The Doctrine of Possibility: The Prevailing German Approach
However, the dominant view in German legal theory and court practice advances a different solution, often referred to as the Doctrine of Possibility (Möglichkeitstheorie). This doctrine posits that the intent required for an attempt (Tatentschluss) is qualitatively the same as the intent required for the completed crime. Therefore, if dolus eventualis is sufficient to convict for a completed murder, it must also be sufficient to convict for an attempted one.
The argument is grounded in the subjective culpability of the perpetrator. According to this view, the moment the actor foresees the victim's death as a possible result and proceeds anyway, they have made a crucial decision. They have aligned their will with the potential criminal outcome. They have demonstrated a fundamental disregard for the protected legal interest—in this case, human life. From a moral and legal standpoint, their will is already bent toward the crime. The fact that the outcome was merely possible, rather than certain, in their mind does not diminish their culpability.
Let’s consider a hypothetical case. A man wants to burn down his failing business to commit insurance fraud. He knows that a security guard sometimes takes unauthorized naps in a back room. He doesn't know for sure if the guard is there tonight, but he considers it a real possibility. Deciding he cannot wait, he thinks, "If he's in there, that's just too bad," and sets the fire. Unbeknownst to him, the guard had already left.

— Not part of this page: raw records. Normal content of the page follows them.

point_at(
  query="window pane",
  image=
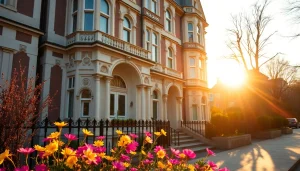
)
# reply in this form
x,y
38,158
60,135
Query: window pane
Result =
x,y
71,102
104,7
190,35
155,109
154,53
89,4
112,104
192,61
192,73
195,114
74,23
104,24
126,35
75,5
170,63
88,21
86,109
190,27
121,105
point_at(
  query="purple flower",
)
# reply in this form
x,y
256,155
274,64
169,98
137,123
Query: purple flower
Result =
x,y
147,133
23,168
212,164
210,153
157,148
118,166
70,137
124,158
41,167
224,169
189,153
133,136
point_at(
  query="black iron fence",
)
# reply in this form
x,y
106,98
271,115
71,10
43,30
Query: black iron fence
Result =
x,y
197,127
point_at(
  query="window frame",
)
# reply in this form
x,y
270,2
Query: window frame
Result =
x,y
104,15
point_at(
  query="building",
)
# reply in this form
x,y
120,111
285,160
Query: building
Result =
x,y
108,59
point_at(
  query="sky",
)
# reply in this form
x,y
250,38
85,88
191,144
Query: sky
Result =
x,y
218,14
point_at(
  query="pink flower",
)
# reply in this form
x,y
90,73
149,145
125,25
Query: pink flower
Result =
x,y
175,152
189,153
23,168
212,164
100,138
118,166
41,167
157,148
124,158
149,155
147,133
224,169
134,136
25,151
210,153
47,139
132,146
70,137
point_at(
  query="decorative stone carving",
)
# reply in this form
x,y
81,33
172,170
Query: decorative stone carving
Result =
x,y
86,82
104,69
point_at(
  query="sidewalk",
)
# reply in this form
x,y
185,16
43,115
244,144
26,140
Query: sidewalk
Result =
x,y
278,154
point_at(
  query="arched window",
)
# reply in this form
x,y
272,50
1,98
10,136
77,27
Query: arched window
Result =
x,y
126,29
154,47
199,34
104,16
85,99
117,82
155,104
88,15
170,58
168,21
203,108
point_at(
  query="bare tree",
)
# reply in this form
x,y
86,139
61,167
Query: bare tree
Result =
x,y
248,37
293,10
282,74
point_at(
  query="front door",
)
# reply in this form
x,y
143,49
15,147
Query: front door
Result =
x,y
118,108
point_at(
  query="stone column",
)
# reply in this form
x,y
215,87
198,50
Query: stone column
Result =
x,y
164,116
107,97
97,97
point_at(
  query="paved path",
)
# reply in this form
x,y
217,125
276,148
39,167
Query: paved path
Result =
x,y
278,154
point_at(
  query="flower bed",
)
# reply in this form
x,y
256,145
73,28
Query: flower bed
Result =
x,y
226,143
57,155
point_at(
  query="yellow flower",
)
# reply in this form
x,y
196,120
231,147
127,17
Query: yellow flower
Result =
x,y
148,140
191,167
54,135
98,143
124,140
157,134
109,158
51,148
60,124
160,165
125,164
161,154
163,132
39,148
133,152
182,156
119,132
71,161
87,132
68,152
4,155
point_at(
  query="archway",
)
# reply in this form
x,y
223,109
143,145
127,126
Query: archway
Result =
x,y
123,92
173,106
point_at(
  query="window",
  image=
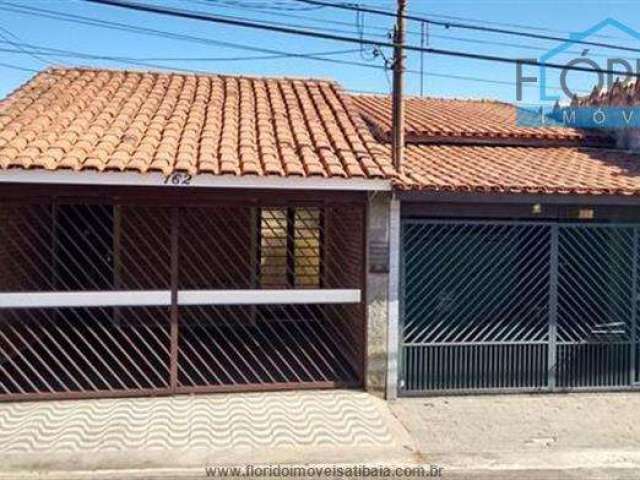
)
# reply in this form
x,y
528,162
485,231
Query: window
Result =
x,y
290,247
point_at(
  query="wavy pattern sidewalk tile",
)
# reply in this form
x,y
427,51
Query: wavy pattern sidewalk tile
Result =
x,y
211,422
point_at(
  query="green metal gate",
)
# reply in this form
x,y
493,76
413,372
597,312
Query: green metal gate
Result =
x,y
522,306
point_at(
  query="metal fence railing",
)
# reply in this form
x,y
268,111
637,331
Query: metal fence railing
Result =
x,y
518,306
125,298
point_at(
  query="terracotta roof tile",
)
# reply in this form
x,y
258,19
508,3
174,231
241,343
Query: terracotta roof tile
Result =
x,y
432,119
508,169
140,121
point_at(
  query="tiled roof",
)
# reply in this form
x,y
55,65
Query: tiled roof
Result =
x,y
437,119
85,119
620,94
520,169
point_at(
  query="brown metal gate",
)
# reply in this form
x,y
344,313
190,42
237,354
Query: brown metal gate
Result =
x,y
116,297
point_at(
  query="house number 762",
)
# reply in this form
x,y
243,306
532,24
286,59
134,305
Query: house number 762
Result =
x,y
178,178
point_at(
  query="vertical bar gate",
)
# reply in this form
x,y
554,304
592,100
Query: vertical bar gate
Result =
x,y
522,306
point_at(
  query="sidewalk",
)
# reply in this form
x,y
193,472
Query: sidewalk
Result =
x,y
574,436
179,436
578,435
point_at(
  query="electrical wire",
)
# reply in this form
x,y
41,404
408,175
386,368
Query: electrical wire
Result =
x,y
194,15
82,20
447,24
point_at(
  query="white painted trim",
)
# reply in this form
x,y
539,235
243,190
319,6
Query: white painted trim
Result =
x,y
267,297
149,298
156,179
394,300
143,298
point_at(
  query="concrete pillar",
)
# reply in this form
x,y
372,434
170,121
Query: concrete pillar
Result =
x,y
378,256
394,300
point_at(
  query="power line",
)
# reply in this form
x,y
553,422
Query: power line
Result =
x,y
51,14
328,36
466,26
19,67
360,28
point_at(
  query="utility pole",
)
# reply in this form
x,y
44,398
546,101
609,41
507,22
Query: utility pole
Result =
x,y
397,96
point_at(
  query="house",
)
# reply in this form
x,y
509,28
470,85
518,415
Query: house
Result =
x,y
518,252
166,233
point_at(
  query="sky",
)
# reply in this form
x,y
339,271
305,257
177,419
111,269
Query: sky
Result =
x,y
28,23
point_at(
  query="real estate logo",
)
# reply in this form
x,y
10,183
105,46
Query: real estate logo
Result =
x,y
610,71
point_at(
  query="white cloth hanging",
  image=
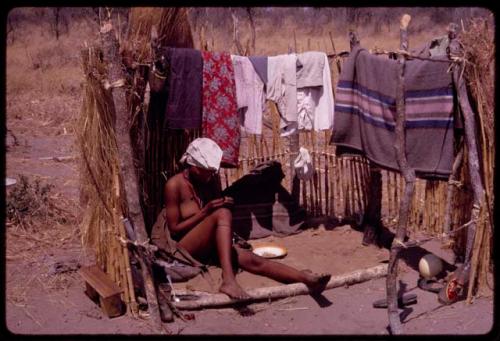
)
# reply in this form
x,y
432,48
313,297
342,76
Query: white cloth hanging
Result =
x,y
315,104
250,96
303,165
281,88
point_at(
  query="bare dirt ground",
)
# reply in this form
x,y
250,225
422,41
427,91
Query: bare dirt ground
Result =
x,y
45,295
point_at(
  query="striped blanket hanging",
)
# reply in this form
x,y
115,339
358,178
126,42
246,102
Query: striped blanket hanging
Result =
x,y
365,112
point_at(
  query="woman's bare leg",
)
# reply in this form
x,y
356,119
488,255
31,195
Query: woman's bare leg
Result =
x,y
280,272
199,242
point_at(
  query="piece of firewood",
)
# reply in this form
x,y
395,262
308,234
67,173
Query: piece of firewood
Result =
x,y
207,300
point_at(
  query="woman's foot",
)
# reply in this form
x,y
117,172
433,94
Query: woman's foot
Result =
x,y
233,290
316,282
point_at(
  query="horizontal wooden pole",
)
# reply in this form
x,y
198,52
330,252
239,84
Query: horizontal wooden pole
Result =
x,y
207,300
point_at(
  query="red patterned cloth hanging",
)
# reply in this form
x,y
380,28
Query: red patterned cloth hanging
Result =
x,y
220,119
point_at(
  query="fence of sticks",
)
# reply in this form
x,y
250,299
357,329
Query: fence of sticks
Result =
x,y
339,187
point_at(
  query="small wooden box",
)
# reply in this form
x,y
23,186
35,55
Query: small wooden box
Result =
x,y
102,290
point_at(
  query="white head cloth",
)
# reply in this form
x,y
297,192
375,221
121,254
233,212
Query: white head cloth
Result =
x,y
204,153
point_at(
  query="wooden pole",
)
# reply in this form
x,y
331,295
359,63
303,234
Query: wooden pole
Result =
x,y
409,176
473,155
288,290
132,207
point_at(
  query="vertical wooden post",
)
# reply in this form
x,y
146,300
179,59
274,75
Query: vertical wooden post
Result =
x,y
449,194
473,156
132,208
409,176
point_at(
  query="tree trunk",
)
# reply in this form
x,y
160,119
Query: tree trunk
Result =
x,y
131,205
409,176
473,155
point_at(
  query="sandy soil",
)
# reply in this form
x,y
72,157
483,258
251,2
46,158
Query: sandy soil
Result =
x,y
41,300
45,295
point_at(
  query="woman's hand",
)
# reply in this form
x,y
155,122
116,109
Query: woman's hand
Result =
x,y
217,203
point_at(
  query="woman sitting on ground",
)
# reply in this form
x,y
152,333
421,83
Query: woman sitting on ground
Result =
x,y
202,224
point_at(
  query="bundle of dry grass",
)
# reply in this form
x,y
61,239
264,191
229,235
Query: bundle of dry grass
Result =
x,y
172,26
479,47
100,183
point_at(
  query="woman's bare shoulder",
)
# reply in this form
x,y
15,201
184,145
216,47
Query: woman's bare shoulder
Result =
x,y
174,182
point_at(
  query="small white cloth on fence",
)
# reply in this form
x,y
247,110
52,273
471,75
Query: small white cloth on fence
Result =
x,y
204,153
303,165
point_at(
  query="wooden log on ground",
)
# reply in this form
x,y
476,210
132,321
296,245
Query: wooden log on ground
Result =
x,y
409,176
219,300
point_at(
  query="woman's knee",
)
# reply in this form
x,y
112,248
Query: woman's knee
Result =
x,y
222,215
250,261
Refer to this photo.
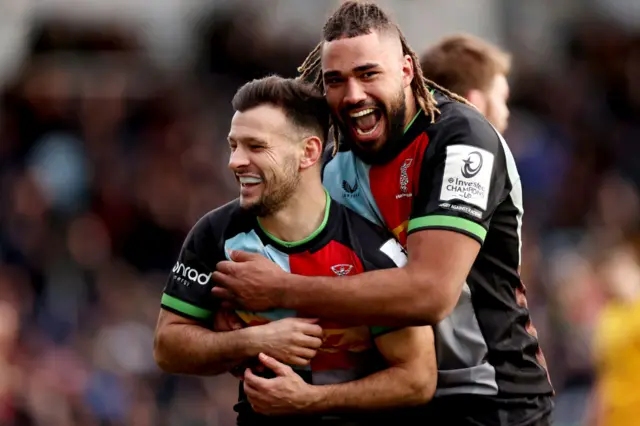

The fire is extinguished before the building is destroyed.
Under the Doctrine of Possibility, this is a clear case of attempted murder. The arsonist foresaw the guard's death as a possible consequence of his actions and reconciled himself to it. His decision to proceed demonstrated his acceptance of this possibility. The only thing that prevented a completed murder was fortune—the guard's absence. The perpetrator’s dangerousness and his criminal resolve were fully formed and acted upon. To treat this situation as anything less than an attempted murder would create an illogical "culpability gap," where the law fails to adequately address the gravity of the actor’s subjective evil. The preventive function of criminal law demands intervention against an individual who has demonstrated such a willingness to sacrifice human life for personal gain.
In essence, the prevailing German view holds that the law of attempt is not concerned with what the perpetrator hoped for, but with what they were willing to accept. When a person rolls the dice with another's life, the law does not wait to see how they land before judging the wickedness of the throw.